Rebecca Spector, West Coast director of the Center for Food Safety, said her organization supports food labeling as one of multiple tactics. “Right now we don’t think GE food is adequately regulated,” she said. “When the federal government is not doing its job, it is up to the states to pass legislation to protect its consumers or its farmers or its environment.”
The FDA and U.S. Department of Agriculture’s Animal and Plant Health Inspection Service — APHIS — approve GMO use, but under the Food, Drug and Cosmetic Act cannot require a pre-market approval process. Instead there’s a voluntary consultation in which the company that developed the GMO submits its own data for review. A fox-guarding-the-henhouse situation, critics charge.
Complicating that, GMO products are considered patented inventions, many of them by Monsanto, which has been particularly vigilant about keeping its formulas under wraps and preventing the scientific community from testing its products. GMO critics point to smatterings of scientific evidence that residues from some GE products are showing up in people’s bloodstreams and that the genetic changes can introduce potential new allergens into products. But long-term independent testing of GMOs does not exist.

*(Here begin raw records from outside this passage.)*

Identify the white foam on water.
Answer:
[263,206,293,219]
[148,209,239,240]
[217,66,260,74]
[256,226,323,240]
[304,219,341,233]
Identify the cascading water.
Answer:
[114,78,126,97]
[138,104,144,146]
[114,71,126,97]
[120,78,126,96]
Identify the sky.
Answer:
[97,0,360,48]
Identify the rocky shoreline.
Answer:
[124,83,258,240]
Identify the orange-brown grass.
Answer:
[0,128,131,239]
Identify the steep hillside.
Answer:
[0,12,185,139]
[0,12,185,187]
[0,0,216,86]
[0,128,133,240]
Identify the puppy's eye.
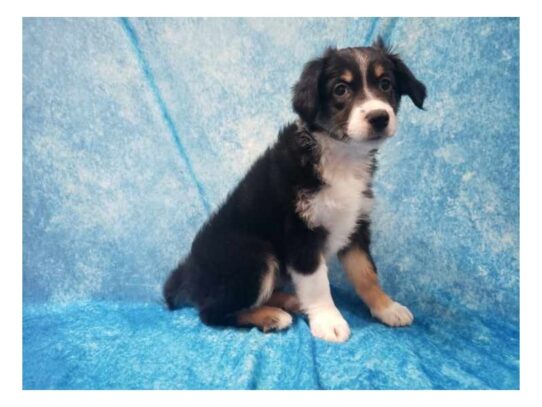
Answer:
[333,83,348,96]
[378,78,391,92]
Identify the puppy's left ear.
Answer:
[292,58,324,124]
[373,36,427,109]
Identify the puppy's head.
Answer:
[293,38,426,147]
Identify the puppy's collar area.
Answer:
[297,120,348,143]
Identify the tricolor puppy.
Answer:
[164,39,426,342]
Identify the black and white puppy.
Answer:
[164,39,426,342]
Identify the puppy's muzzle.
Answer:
[365,109,390,132]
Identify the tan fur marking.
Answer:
[341,71,354,82]
[341,248,393,310]
[237,305,294,332]
[375,64,384,78]
[265,291,300,313]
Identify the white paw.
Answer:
[275,312,293,331]
[371,301,414,326]
[309,307,350,342]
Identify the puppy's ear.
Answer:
[292,58,324,123]
[373,36,427,109]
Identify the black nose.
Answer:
[365,109,390,130]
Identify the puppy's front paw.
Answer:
[371,301,414,326]
[309,307,350,342]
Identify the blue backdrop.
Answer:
[23,18,519,389]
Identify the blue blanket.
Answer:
[23,18,519,389]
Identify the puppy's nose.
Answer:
[365,109,390,130]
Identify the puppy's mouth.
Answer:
[366,131,387,141]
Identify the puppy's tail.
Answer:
[163,261,190,311]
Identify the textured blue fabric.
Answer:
[23,18,519,389]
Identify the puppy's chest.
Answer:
[297,166,373,255]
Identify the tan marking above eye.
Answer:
[340,71,354,82]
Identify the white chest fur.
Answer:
[297,135,373,256]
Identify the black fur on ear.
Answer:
[292,57,325,124]
[373,36,427,109]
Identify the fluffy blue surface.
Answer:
[23,18,519,389]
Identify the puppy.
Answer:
[164,38,426,342]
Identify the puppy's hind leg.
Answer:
[340,245,414,326]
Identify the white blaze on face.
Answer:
[346,48,397,141]
[346,99,397,141]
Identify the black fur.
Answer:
[164,40,426,325]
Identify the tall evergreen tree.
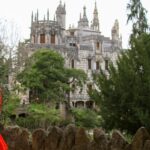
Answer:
[90,0,150,133]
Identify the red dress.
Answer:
[0,135,8,150]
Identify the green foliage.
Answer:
[16,104,61,130]
[72,108,101,129]
[0,56,8,87]
[127,0,149,45]
[3,94,20,115]
[18,49,86,101]
[91,34,150,133]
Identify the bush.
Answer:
[16,104,61,130]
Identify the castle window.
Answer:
[96,42,100,49]
[105,59,109,70]
[69,43,76,47]
[70,32,74,36]
[72,84,76,93]
[51,34,55,44]
[71,59,74,68]
[87,84,92,92]
[40,34,45,43]
[88,59,92,69]
[96,61,100,70]
[33,35,35,43]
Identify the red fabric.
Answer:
[0,135,8,150]
[0,95,3,112]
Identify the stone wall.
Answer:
[2,125,150,150]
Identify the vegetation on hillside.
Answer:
[91,0,150,133]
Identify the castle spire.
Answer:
[31,11,34,23]
[60,0,62,5]
[83,6,86,17]
[47,9,49,21]
[80,13,82,20]
[36,9,39,21]
[91,1,99,31]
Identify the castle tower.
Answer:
[56,1,66,29]
[111,19,119,41]
[78,6,89,28]
[91,2,99,31]
[111,19,122,49]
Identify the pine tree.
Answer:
[90,0,150,133]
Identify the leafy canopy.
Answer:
[90,0,150,133]
[18,49,86,100]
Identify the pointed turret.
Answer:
[56,1,66,29]
[31,11,34,25]
[78,6,89,28]
[111,19,122,49]
[47,9,49,21]
[36,9,39,21]
[111,19,119,41]
[91,2,99,31]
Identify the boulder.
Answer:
[108,130,128,150]
[15,129,31,150]
[89,128,108,150]
[72,128,90,150]
[131,127,150,150]
[143,140,150,150]
[2,126,21,150]
[60,125,76,150]
[32,129,46,150]
[45,127,63,150]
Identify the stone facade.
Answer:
[28,2,122,107]
[1,125,150,150]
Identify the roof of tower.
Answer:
[56,1,66,14]
[94,1,98,14]
[81,6,88,22]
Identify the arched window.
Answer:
[51,34,55,44]
[96,61,100,70]
[88,59,92,69]
[40,34,45,43]
[71,59,74,68]
[105,59,109,70]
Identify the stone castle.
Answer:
[22,1,122,108]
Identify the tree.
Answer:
[18,49,86,101]
[90,0,150,133]
[127,0,149,44]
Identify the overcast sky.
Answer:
[0,0,150,48]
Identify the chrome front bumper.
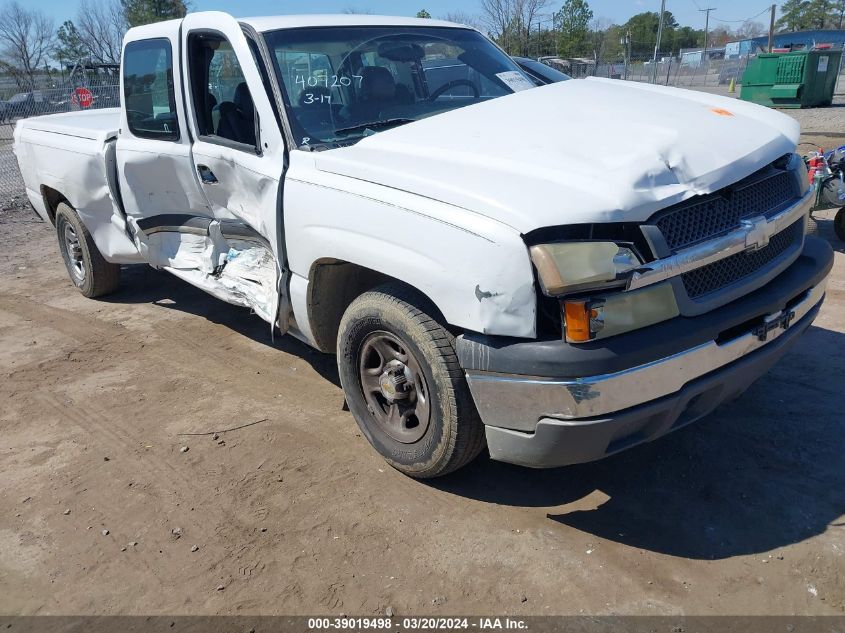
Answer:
[467,280,826,432]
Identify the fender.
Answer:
[285,151,536,338]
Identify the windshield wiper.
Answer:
[334,118,416,134]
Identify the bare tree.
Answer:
[481,0,521,53]
[76,0,128,64]
[522,0,549,55]
[734,20,768,38]
[0,0,55,90]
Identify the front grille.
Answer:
[681,218,804,299]
[655,171,798,251]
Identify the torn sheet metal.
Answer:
[127,217,280,324]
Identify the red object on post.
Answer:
[71,88,94,109]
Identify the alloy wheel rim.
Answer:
[358,331,431,444]
[64,223,85,283]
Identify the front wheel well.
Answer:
[308,259,448,354]
[41,185,73,225]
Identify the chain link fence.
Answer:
[0,77,120,212]
[588,51,845,94]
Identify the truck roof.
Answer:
[237,13,468,32]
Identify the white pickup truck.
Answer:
[15,12,833,477]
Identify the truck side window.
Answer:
[123,39,179,141]
[190,34,255,149]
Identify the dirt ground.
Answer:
[0,113,845,615]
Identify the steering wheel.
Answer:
[428,79,481,101]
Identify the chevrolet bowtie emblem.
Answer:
[740,215,769,251]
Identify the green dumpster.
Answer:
[740,50,842,108]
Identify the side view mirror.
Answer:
[253,106,263,155]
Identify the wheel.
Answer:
[337,284,485,479]
[56,202,120,298]
[833,207,845,242]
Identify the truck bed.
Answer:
[18,108,120,143]
[15,108,140,262]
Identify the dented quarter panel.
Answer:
[15,109,143,263]
[285,150,536,337]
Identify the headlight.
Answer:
[561,281,680,343]
[530,242,642,297]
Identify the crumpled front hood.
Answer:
[313,79,799,233]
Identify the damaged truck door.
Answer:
[117,17,284,324]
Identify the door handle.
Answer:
[197,165,220,185]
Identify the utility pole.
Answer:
[651,0,666,84]
[769,4,778,53]
[620,31,631,79]
[699,7,716,67]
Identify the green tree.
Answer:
[120,0,188,26]
[777,0,811,31]
[53,20,88,65]
[807,0,840,29]
[554,0,593,57]
[623,11,688,59]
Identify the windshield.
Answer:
[264,26,534,147]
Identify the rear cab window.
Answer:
[123,38,179,141]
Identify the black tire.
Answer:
[56,202,120,298]
[337,284,485,479]
[833,207,845,242]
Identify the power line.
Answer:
[699,7,769,24]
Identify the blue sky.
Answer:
[33,0,772,28]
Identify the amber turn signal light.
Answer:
[563,301,599,343]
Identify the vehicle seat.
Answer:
[350,66,397,121]
[217,82,255,145]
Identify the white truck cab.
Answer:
[15,12,832,477]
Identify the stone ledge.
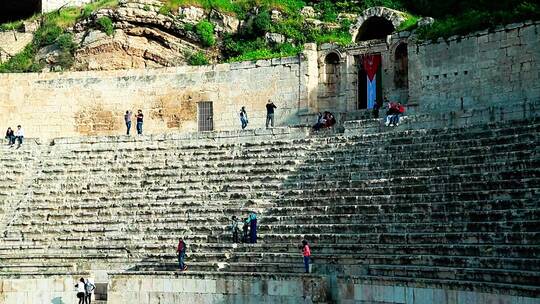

“We don’t know what we don’t know,” said Margaret Mellon, a senior scientist with the Union of Concerned Scientists, who advocates labeling and pre-approval. “Making determinations about the safety of a new technology is always difficult. You only can ask questions that you know to ask.”
She added, “It’s not necessarily a reason to stop. But it should provide a degree of caution about the technology so we move it onto the market more slowly.”
She and others said it’s likely that GE products like high fructose corn syrup that are small parts of other items may pose little risk. And widespread testing could wind up showing that GE products are not harmful. But Mellon said that until that testing is done — which might require the Herculean task of overhauling patent law first — we won’t know.
That’s exactly the point, said Bob Burns of Aiki Farms in Ledyard, a microgreen grower who has pushed for GMO labeling for several years. “Our victory is in the process,” he said. “Let’s turn on the lights. Let’s find out what in the hell is going on here.”